Visualize the Graph

Overview

This example uses a simple obj file included in example models. For context of what the top-down view is based on, see the figure below.

../../_images/energy_hill.png

Basic Graph Visualization

import matplotlib.pyplot as plt
from mpl_toolkits.mplot3d import Axes3D

from dhart.geometry import LoadOBJ
from dhart.raytracer import EmbreeBVH
from dhart.graphgenerator import GenerateGraph
import dhart

# Get a sample model path
obj_path = dhart.get_sample_model("energy_blob_zup.obj")

# Load the obj file
obj = LoadOBJ(obj_path)

# Create a BVH
bvh = EmbreeBVH(obj, True)

# Set the graph parameters
start_point = (0, -20, 20)
spacing = (1, 1, 10)
max_nodes = 5000
up_step, down_step = 0.5, 0.5
up_slope, down_slope = 20, 20
max_step_connections = 1

# Generate the Graph
graph = GenerateGraph(bvh, start_point, spacing, max_nodes,
                        up_step,up_slope,down_step,down_slope,
                        max_step_connections, cores=-1)
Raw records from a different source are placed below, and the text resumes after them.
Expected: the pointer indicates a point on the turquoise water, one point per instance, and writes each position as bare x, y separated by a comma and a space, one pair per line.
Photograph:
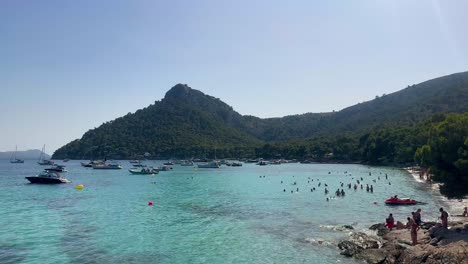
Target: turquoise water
227, 215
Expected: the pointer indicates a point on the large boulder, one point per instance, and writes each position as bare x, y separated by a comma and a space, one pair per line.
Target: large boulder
380, 228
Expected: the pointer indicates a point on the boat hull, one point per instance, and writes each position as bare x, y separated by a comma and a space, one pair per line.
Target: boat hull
41, 180
400, 202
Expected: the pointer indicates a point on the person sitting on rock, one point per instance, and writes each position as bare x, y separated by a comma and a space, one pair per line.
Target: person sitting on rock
390, 222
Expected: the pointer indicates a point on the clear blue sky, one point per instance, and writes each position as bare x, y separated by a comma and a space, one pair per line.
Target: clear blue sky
68, 66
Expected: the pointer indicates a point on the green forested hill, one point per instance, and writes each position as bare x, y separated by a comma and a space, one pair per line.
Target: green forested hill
188, 123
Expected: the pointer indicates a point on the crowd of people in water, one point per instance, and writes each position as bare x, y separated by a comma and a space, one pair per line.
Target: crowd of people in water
355, 185
415, 222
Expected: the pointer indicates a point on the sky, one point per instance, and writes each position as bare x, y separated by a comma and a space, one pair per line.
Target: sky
68, 66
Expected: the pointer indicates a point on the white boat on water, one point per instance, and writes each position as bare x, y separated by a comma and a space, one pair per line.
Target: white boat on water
186, 163
14, 159
43, 161
107, 166
209, 165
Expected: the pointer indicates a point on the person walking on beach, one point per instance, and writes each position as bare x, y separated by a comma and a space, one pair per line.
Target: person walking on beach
444, 217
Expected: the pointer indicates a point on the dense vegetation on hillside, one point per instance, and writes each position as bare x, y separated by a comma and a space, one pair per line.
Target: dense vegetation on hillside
187, 123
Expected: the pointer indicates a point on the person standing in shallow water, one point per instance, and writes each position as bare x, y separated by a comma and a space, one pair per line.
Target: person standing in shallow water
417, 217
414, 232
444, 217
390, 222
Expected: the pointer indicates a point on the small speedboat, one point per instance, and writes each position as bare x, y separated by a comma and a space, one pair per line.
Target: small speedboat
57, 168
106, 166
144, 171
400, 201
45, 162
186, 163
164, 168
209, 165
48, 177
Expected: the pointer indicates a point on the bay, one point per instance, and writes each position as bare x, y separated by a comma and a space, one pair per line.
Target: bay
227, 215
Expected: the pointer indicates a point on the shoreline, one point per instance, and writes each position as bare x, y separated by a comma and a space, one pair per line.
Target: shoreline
435, 244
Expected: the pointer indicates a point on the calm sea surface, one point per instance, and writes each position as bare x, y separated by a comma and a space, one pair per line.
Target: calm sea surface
227, 215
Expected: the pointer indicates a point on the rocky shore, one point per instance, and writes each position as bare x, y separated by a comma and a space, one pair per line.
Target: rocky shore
435, 245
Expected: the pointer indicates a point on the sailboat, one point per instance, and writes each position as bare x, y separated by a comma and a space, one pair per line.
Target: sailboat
43, 161
14, 159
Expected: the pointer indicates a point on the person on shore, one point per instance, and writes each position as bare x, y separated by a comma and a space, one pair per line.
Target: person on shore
414, 233
444, 217
417, 217
409, 223
390, 222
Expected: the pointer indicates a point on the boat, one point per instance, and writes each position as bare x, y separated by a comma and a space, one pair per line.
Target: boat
208, 165
137, 163
43, 161
144, 171
107, 166
48, 177
400, 201
236, 164
186, 163
14, 159
164, 168
91, 163
57, 168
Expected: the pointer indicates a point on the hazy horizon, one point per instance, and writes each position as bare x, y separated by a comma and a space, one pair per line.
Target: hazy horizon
67, 67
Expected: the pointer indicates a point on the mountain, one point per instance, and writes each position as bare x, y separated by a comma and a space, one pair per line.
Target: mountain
32, 154
189, 123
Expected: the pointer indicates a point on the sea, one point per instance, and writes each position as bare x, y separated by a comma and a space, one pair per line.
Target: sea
248, 214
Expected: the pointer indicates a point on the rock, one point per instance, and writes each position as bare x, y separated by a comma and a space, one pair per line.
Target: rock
428, 225
437, 231
380, 228
349, 248
434, 241
357, 243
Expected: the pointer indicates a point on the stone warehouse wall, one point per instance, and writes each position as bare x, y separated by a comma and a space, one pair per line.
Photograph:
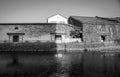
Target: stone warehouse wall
34, 32
93, 33
31, 32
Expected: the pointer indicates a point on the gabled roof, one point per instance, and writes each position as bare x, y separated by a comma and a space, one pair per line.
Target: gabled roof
56, 15
27, 23
94, 20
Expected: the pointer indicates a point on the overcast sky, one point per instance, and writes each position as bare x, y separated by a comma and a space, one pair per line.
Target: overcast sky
23, 11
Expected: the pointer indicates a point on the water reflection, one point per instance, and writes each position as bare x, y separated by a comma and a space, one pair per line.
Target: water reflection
84, 64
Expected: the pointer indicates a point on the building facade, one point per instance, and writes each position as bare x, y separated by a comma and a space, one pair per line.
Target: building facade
32, 32
97, 29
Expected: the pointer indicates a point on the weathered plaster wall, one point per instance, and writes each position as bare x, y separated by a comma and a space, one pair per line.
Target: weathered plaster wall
92, 32
32, 32
45, 32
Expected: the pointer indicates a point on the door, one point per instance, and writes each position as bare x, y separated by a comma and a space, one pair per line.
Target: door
15, 38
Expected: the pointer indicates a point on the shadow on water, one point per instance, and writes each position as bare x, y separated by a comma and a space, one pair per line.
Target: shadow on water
38, 63
92, 64
73, 64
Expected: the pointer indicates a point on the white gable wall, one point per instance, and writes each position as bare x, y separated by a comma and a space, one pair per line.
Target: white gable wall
57, 19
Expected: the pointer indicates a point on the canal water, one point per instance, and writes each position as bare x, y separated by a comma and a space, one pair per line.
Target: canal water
74, 64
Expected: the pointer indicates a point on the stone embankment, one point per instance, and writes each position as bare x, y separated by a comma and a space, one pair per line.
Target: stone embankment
100, 47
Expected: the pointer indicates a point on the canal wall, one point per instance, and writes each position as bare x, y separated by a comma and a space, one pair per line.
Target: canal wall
102, 47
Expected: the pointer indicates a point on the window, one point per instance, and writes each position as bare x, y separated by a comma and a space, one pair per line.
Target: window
58, 37
103, 38
16, 28
15, 38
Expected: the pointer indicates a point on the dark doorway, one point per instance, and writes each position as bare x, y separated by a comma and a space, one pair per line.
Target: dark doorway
16, 38
103, 38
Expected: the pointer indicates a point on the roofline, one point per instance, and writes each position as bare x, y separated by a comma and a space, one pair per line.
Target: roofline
57, 14
28, 23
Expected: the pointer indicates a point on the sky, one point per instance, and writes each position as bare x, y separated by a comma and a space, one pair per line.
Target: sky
36, 11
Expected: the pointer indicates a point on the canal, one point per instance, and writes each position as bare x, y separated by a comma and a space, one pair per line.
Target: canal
74, 64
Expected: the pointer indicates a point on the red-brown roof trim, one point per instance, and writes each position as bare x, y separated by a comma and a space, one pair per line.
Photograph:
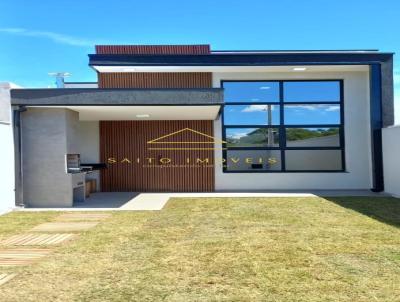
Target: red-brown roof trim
154, 49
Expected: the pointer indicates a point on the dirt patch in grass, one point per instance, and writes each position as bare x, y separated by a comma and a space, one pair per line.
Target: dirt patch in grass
224, 249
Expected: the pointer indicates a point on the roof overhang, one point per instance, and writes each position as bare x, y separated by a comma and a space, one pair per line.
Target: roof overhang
117, 97
243, 59
145, 113
232, 69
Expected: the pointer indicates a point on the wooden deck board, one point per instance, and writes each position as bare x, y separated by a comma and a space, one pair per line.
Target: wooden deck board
21, 256
82, 216
37, 239
64, 226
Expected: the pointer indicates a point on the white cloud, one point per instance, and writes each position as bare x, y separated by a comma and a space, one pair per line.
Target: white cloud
55, 37
237, 135
255, 108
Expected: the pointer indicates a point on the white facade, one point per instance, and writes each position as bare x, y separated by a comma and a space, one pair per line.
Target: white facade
358, 173
7, 174
391, 159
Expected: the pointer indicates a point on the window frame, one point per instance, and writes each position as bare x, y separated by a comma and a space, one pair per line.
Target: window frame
282, 127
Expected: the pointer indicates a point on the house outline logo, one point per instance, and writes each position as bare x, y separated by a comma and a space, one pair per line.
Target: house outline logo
158, 141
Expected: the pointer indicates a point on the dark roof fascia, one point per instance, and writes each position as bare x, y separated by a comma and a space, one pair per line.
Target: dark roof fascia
116, 97
232, 59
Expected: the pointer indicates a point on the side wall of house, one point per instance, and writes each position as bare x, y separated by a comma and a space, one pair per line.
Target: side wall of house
7, 178
391, 159
357, 140
48, 134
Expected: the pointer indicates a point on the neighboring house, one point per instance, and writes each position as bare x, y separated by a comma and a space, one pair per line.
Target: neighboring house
185, 118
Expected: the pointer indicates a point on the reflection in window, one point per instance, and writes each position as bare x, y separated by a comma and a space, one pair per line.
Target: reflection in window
252, 137
328, 160
312, 114
312, 137
308, 91
303, 125
251, 114
253, 160
251, 92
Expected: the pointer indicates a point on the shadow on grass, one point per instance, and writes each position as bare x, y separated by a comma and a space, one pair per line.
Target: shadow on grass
383, 209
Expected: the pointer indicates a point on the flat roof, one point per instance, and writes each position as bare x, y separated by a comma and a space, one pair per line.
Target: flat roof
247, 58
116, 97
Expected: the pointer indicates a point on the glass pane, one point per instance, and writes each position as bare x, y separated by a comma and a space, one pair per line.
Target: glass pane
330, 160
312, 114
251, 91
251, 115
252, 137
324, 91
253, 160
312, 137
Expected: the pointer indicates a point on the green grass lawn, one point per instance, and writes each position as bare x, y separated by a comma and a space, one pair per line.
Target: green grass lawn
218, 249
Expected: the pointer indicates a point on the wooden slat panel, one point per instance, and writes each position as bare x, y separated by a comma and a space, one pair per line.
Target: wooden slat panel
155, 80
153, 49
128, 139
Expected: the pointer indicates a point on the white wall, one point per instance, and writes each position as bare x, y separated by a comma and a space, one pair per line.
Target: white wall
7, 175
391, 159
357, 137
89, 146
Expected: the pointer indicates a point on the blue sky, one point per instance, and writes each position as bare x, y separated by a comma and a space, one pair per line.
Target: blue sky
37, 37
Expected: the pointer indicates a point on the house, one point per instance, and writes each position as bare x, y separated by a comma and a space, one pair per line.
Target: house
184, 118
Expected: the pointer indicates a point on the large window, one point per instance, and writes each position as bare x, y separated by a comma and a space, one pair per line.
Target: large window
283, 126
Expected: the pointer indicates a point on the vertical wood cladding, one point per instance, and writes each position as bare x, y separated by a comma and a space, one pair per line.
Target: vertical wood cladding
155, 80
127, 141
153, 49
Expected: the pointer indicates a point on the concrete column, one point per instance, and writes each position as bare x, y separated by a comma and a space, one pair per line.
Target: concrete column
48, 134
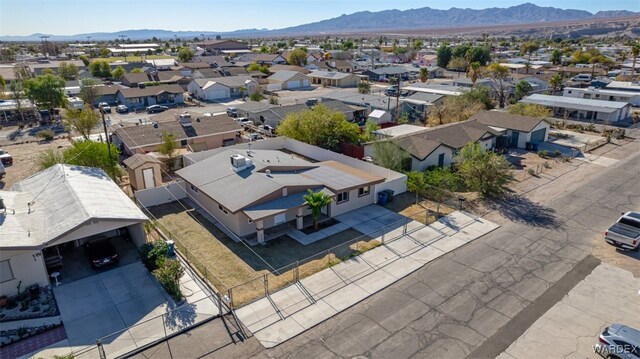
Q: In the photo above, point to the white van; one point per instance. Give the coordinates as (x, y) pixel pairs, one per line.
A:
(582, 78)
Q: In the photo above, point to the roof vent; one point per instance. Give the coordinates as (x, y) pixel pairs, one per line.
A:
(184, 119)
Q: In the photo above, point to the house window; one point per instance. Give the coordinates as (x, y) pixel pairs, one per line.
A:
(364, 191)
(343, 197)
(6, 274)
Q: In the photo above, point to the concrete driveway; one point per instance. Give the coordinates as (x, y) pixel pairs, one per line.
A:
(104, 303)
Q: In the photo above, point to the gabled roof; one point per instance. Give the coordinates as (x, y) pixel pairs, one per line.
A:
(286, 75)
(148, 135)
(507, 120)
(59, 200)
(454, 135)
(228, 81)
(139, 159)
(150, 91)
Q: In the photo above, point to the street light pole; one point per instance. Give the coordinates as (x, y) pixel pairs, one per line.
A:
(106, 136)
(124, 49)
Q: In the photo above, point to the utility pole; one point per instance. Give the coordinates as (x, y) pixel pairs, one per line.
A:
(106, 136)
(124, 47)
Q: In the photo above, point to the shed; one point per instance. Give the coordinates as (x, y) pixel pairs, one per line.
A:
(144, 171)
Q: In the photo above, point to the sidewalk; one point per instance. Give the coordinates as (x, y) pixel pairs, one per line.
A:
(295, 309)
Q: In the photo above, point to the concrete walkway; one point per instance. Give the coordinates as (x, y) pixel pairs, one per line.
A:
(318, 297)
(125, 308)
(571, 327)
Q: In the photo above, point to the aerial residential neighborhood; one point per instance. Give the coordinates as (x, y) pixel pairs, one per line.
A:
(340, 180)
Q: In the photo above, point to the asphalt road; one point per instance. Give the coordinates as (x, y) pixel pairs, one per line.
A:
(476, 300)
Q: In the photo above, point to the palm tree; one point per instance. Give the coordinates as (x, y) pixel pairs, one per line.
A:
(424, 74)
(635, 51)
(474, 72)
(556, 83)
(316, 202)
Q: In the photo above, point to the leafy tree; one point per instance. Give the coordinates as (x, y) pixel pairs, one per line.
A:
(84, 60)
(529, 47)
(531, 110)
(556, 83)
(483, 171)
(556, 57)
(185, 54)
(316, 201)
(389, 155)
(635, 51)
(254, 66)
(68, 71)
(319, 126)
(522, 89)
(416, 183)
(168, 148)
(458, 64)
(89, 91)
(82, 121)
(424, 74)
(453, 109)
(443, 55)
(478, 95)
(369, 127)
(118, 72)
(474, 72)
(47, 91)
(297, 57)
(498, 75)
(100, 69)
(364, 87)
(84, 153)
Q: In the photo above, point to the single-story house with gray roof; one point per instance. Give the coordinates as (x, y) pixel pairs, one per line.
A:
(216, 88)
(56, 211)
(255, 192)
(288, 80)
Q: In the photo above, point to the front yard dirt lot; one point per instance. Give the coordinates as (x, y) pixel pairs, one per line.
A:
(25, 159)
(227, 263)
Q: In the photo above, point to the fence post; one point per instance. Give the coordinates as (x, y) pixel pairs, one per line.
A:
(230, 291)
(266, 285)
(100, 350)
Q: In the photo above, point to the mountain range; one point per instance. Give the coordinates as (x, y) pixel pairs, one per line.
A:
(422, 18)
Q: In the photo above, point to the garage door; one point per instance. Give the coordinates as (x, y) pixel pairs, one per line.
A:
(293, 84)
(538, 136)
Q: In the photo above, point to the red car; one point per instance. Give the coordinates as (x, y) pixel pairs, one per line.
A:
(5, 157)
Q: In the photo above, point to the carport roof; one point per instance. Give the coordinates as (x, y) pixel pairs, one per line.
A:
(52, 203)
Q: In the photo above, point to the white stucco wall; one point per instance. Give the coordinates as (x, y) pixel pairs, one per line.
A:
(27, 266)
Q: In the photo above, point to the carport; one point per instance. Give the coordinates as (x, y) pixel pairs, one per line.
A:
(52, 213)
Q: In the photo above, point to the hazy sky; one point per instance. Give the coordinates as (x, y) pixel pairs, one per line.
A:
(68, 17)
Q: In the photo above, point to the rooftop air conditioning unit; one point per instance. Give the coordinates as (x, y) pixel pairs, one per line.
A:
(184, 119)
(240, 163)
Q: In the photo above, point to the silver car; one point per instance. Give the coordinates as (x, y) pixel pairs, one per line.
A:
(619, 341)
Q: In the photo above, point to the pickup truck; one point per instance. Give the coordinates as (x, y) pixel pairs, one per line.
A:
(625, 233)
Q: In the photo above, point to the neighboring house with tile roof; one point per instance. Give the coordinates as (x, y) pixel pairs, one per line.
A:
(59, 209)
(437, 146)
(255, 191)
(216, 88)
(139, 98)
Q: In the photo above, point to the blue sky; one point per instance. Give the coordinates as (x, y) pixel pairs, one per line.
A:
(68, 17)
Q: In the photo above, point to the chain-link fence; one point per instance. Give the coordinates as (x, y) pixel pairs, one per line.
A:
(152, 330)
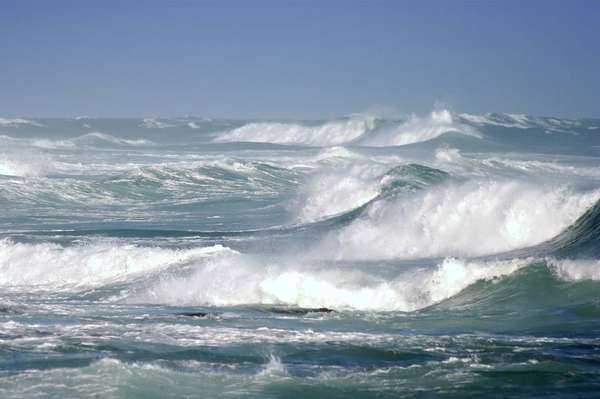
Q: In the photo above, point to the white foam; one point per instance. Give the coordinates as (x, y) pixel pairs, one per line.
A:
(151, 123)
(11, 122)
(24, 164)
(337, 190)
(331, 133)
(467, 219)
(418, 129)
(48, 265)
(239, 279)
(576, 270)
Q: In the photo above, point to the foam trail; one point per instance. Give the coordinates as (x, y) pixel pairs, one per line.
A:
(239, 279)
(52, 266)
(468, 219)
(331, 133)
(24, 164)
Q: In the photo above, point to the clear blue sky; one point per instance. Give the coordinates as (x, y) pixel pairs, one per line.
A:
(299, 59)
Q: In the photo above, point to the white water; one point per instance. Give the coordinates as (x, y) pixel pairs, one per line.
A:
(468, 219)
(52, 266)
(418, 129)
(330, 133)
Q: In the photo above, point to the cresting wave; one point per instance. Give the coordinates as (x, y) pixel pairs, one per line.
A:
(330, 133)
(462, 219)
(360, 129)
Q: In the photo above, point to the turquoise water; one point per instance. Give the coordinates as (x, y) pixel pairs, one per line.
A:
(447, 255)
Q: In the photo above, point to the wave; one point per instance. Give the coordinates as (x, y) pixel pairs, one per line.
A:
(85, 140)
(15, 122)
(24, 164)
(328, 134)
(417, 129)
(363, 130)
(171, 183)
(99, 138)
(454, 160)
(151, 123)
(49, 266)
(239, 280)
(521, 121)
(464, 219)
(346, 188)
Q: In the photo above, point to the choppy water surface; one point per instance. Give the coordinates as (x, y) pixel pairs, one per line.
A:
(449, 255)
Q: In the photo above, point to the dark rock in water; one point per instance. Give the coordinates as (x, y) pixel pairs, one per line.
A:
(299, 311)
(8, 310)
(193, 314)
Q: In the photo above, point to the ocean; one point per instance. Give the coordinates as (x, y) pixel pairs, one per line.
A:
(446, 255)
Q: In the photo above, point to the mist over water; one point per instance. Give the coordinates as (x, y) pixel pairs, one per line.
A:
(364, 256)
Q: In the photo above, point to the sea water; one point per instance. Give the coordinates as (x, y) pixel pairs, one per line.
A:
(446, 255)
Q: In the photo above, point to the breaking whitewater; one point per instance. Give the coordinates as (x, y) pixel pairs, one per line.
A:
(449, 254)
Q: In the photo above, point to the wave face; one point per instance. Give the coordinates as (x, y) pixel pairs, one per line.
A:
(471, 219)
(364, 256)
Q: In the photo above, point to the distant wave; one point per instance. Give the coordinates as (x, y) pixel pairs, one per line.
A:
(88, 139)
(417, 129)
(522, 121)
(330, 133)
(13, 122)
(360, 129)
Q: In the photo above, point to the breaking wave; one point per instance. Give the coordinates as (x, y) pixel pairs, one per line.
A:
(466, 219)
(330, 133)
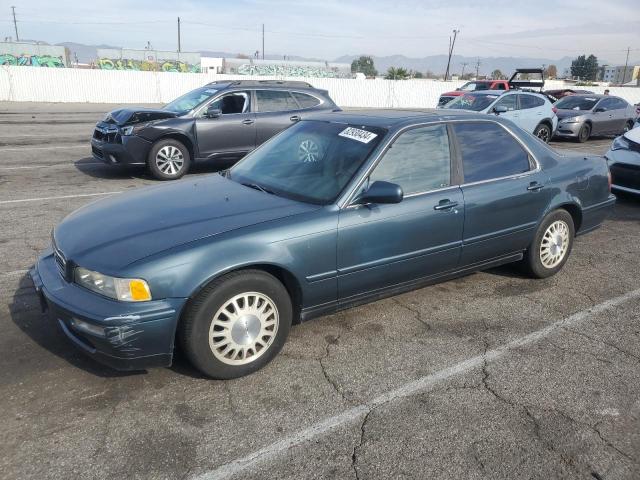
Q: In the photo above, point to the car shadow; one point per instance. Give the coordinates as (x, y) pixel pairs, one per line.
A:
(40, 327)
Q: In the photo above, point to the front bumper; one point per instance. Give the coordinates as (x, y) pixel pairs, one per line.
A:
(134, 336)
(120, 150)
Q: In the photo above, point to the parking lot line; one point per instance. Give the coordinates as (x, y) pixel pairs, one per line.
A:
(39, 199)
(417, 386)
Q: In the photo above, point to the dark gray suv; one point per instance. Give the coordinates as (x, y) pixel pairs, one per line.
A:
(220, 121)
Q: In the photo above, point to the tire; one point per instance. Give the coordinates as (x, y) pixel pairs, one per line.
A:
(224, 345)
(543, 132)
(546, 256)
(169, 159)
(584, 133)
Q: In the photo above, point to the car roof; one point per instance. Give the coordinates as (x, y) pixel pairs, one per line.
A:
(392, 118)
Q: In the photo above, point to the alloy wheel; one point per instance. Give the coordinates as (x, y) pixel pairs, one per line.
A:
(555, 244)
(169, 160)
(243, 328)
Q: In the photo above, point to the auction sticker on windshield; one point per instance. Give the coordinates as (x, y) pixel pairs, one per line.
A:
(357, 134)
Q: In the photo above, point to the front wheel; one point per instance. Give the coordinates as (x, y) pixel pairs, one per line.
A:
(169, 160)
(543, 132)
(237, 324)
(551, 245)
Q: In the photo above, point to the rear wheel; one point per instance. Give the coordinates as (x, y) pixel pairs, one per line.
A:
(551, 245)
(584, 133)
(543, 132)
(237, 325)
(169, 159)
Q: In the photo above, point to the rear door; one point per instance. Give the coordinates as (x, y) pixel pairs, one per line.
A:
(233, 133)
(505, 193)
(380, 246)
(275, 111)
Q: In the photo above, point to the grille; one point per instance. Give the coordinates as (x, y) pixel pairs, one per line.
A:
(625, 175)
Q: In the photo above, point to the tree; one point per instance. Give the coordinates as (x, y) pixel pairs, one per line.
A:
(551, 72)
(364, 65)
(396, 73)
(585, 67)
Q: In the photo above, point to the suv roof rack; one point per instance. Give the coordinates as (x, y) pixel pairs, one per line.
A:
(257, 83)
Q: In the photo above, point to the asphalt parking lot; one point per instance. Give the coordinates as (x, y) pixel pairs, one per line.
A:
(493, 375)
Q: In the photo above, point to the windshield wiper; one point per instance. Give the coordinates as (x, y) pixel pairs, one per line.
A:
(255, 186)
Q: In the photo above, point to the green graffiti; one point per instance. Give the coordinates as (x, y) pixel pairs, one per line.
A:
(147, 66)
(31, 60)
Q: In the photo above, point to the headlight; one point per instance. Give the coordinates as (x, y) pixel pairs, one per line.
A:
(620, 143)
(123, 289)
(133, 129)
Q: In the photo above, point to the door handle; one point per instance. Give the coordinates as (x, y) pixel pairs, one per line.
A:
(445, 205)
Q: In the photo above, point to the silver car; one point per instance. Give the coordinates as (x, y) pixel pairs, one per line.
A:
(581, 116)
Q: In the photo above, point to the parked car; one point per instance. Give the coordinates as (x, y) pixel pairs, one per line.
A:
(532, 112)
(581, 116)
(521, 78)
(338, 210)
(221, 121)
(624, 161)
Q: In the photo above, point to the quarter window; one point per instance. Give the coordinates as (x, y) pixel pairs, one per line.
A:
(418, 161)
(275, 101)
(489, 151)
(305, 101)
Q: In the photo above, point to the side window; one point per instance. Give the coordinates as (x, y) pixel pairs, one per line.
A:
(306, 101)
(489, 151)
(235, 102)
(418, 161)
(530, 101)
(275, 101)
(508, 101)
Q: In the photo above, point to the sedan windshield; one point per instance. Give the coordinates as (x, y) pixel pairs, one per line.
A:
(476, 103)
(312, 161)
(573, 102)
(189, 101)
(473, 86)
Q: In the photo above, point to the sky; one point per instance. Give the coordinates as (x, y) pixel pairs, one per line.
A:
(327, 29)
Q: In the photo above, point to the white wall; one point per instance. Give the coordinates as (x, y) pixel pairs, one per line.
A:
(31, 84)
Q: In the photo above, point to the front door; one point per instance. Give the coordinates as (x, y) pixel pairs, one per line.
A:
(381, 246)
(233, 133)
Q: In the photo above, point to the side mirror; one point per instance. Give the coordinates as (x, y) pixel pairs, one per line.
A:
(213, 112)
(380, 192)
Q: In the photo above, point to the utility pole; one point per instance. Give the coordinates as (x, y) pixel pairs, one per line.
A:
(451, 45)
(179, 47)
(624, 75)
(15, 24)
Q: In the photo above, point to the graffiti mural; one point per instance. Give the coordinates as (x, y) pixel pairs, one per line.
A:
(31, 60)
(146, 65)
(288, 70)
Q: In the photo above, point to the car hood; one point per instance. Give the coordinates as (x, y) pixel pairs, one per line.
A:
(125, 116)
(566, 113)
(112, 233)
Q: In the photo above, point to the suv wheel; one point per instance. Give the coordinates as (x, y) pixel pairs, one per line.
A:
(169, 160)
(237, 325)
(551, 245)
(543, 132)
(584, 133)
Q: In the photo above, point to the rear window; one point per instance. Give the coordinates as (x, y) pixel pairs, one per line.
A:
(305, 101)
(530, 101)
(275, 101)
(489, 151)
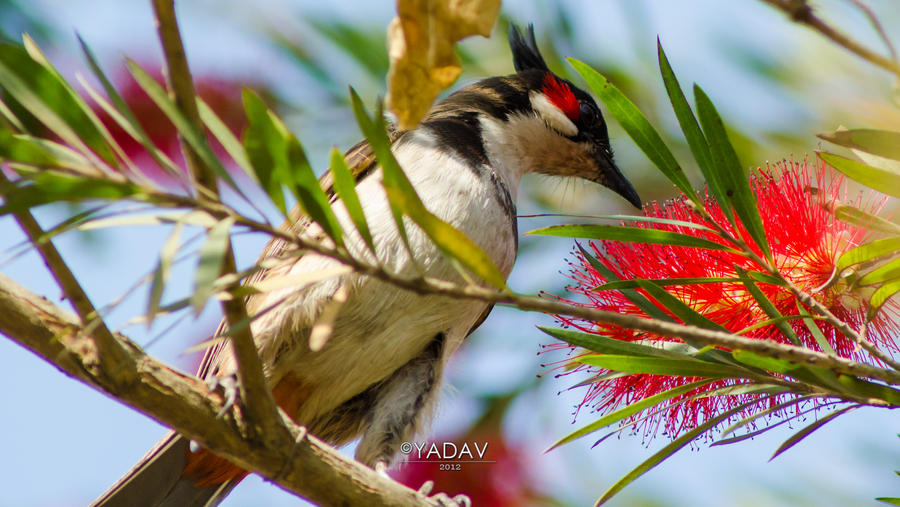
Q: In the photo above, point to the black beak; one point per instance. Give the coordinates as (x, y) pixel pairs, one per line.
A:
(613, 179)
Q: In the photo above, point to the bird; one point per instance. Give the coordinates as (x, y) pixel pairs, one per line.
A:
(379, 375)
# Convert the graph to a CSR
csr_graph = graph.CompressToCSR()

# Get the nodes of the graph as a list of x,y,z,type,id tuples
nodes = graph.getNodes()

# get the x,y,z coordinates of the nodes
x = [ n[0] for n in nodes ] # x coordinate
y = [ n[1] for n in nodes ] # y coordinate
z = [ n[2] for n in nodes ] # z coordinate

(Source code)

The graph can be plotted in 3D for illustrative purposes (although it is better to load an obj or use a proper engine like OpenGL).

# Plot the graph in 3D
fig = plt.figure()
ax = Axes3D(fig)
ax.view_init(azim=-123, elev=15)

ax.scatter(x, y, z)
plt.show()

(Source code)

../../_images/visualize-2.png

From the top view, this can be plotted in x,y and color nodes by the z value

# Plot the graph
plt.scatter(x, y, c=z, alpha=0.5)
plt.show()

(Source code)

../../_images/visualize-3.png

Slope Settings

To illustrate the thresholds of this wavy hill, we can reduce the slope tolerances and plot a new graph which shows certain areas are not reachable.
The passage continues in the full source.